Still no response, which seemed to somewhat disquiet him. Though he quickly recovered himself and, at a nod from him, one of his escorts pushed the once-fat man forward.

“Just to reassure you,” Great Coat went on. “I’ve brought with me an associate, or rather I should say a friend.”

The white-haired man, standing before him, was shaking so much that he could hardly stand. It could have been the cold, I suppose, but most likely it was fear.

“Let me introduce,” Great Coat went on, indicating the man with a sweep of his hand, “Mayor Davies from Pont-y-Brenin, who has recently become part of our brotherhood; embracing us, and in turn, safe in our embrace.”

“He runs off at the mouth, that one,” Nes said, muttering to herself rather than to me.

The ex-mayor was pushed further forward, more gently this time, and started his speech.

“Friends, comrades,” he said, "you have nothing to fear...”

His voice was thin and broken, his shaking getting worse. Great Coat’s men looked disgusted, glancing at their leader for a word, a command, but the man shook his head at them and the mayor went on.

He was telling us how things had been so bad, all down the valley, and in Pont-y-Brenin they had been starving and dying. He got all biblical and described the wailing of infants, the tears of mothers and the sobbing of the elderly.

“I think he’s working to a script,” Nes said, thinking aloud. I didn’t quite understand what she meant.

I lost most of the rest of what he said, but I caught the gist. The man’s obvious terror betrayed the meaning of the words he was saying, giving an opposite effect, an alternative message. At the end he bowed his head, probably guessing that his body had betrayed him and ultimately done for him. But by this time I was distracted.

At some point Rowena had come up on us, cat-like as always, moving so silently that it seemed that she just appeared. She gave Great Coat an appraising look, wet her thumb and raised it to the air, then nocked an arrow to her bow and drew it. But then May came up the ladder and hissed at her, trying to keep her voice quiet:

“Stop it now, for fuck’s sake. They are under a flag of truce. We’ve got enough to contend with, without you ballsing it up further.”

There was little love lost between the two women; I think there was some gap of understanding between them, such were their differences.

Rowena glanced at her sullenly and my first thought was that she was minded to ignore her, but May was near her now and had hardened her look and tightened the grip on her weapon. There was a moment of stillness, of anticipation of what would occur, but then Rowena lowered the bow and laughed.

“Okay for now,” she said, as she moved off past May and down the ladder, “but I’ll get him in the end.”

When I looked back over the corrugated iron of the parapet, I could see that Great Coat was speaking again.

“So as my friend here said,” he indicated the once-fat man, “you have nothing to fear by joining us. You’ve fought well, we admire your courage, and you’ve proved yourself worthy. The brotherhood waits to welcome you.”

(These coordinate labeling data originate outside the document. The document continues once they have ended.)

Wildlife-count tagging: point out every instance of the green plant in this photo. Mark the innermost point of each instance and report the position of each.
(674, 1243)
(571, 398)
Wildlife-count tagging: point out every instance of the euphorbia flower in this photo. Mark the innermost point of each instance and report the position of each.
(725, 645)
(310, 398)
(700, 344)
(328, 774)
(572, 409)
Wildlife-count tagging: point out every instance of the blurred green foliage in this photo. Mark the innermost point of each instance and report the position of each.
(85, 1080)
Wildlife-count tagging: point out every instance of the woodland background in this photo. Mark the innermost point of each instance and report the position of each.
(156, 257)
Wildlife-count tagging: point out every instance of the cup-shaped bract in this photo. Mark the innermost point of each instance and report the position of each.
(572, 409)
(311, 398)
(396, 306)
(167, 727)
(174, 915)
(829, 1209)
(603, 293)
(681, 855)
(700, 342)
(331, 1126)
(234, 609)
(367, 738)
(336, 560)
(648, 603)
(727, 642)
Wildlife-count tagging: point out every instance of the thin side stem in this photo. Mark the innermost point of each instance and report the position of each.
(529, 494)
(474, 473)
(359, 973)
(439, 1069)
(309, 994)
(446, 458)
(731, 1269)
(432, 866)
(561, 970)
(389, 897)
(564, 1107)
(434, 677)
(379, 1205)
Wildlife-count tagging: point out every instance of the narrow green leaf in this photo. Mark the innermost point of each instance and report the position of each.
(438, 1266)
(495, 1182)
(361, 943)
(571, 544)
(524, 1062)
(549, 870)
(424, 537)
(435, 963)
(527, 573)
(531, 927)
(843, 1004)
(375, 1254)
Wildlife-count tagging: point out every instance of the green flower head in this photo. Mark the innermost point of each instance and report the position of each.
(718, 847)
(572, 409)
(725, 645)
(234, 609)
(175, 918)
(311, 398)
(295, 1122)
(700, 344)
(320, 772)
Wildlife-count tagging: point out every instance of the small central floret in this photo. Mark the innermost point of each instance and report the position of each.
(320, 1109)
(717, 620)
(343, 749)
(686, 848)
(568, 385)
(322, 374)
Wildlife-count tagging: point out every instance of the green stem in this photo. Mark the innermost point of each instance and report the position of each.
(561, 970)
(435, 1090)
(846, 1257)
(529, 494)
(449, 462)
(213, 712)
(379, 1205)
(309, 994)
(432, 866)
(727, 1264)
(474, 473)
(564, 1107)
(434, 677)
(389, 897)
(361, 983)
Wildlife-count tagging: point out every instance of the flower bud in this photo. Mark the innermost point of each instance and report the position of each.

A silence fell on us then, all along the walls. The morning mist had not lifted yet and the people all seemed to be shut into their own thoughts.

“But this is a time-limited offer,” Great Coat went on again. “You have until dusk to decide. Choose wisely!”

At last he stopped speaking. I thought then that the Constable would reply, but instead I heard the Sergeant’s voice breaking the spell of our silence:

“You have two minutes to get back to your lines,” he said and as if to emphasise his words, Dai started counting the seconds off.

There was little dignity left to Great Coat and his men after that, as they stumbled and cursed their way over the icy ground back to their camp. But no cheer went up from our walls this time. The man’s words had made all of us ponder the future. I did not think anyone would believe him, place any trust in an enemy who had already showed us such a cruel nature. 

Time, as is often the case, proved me wrong.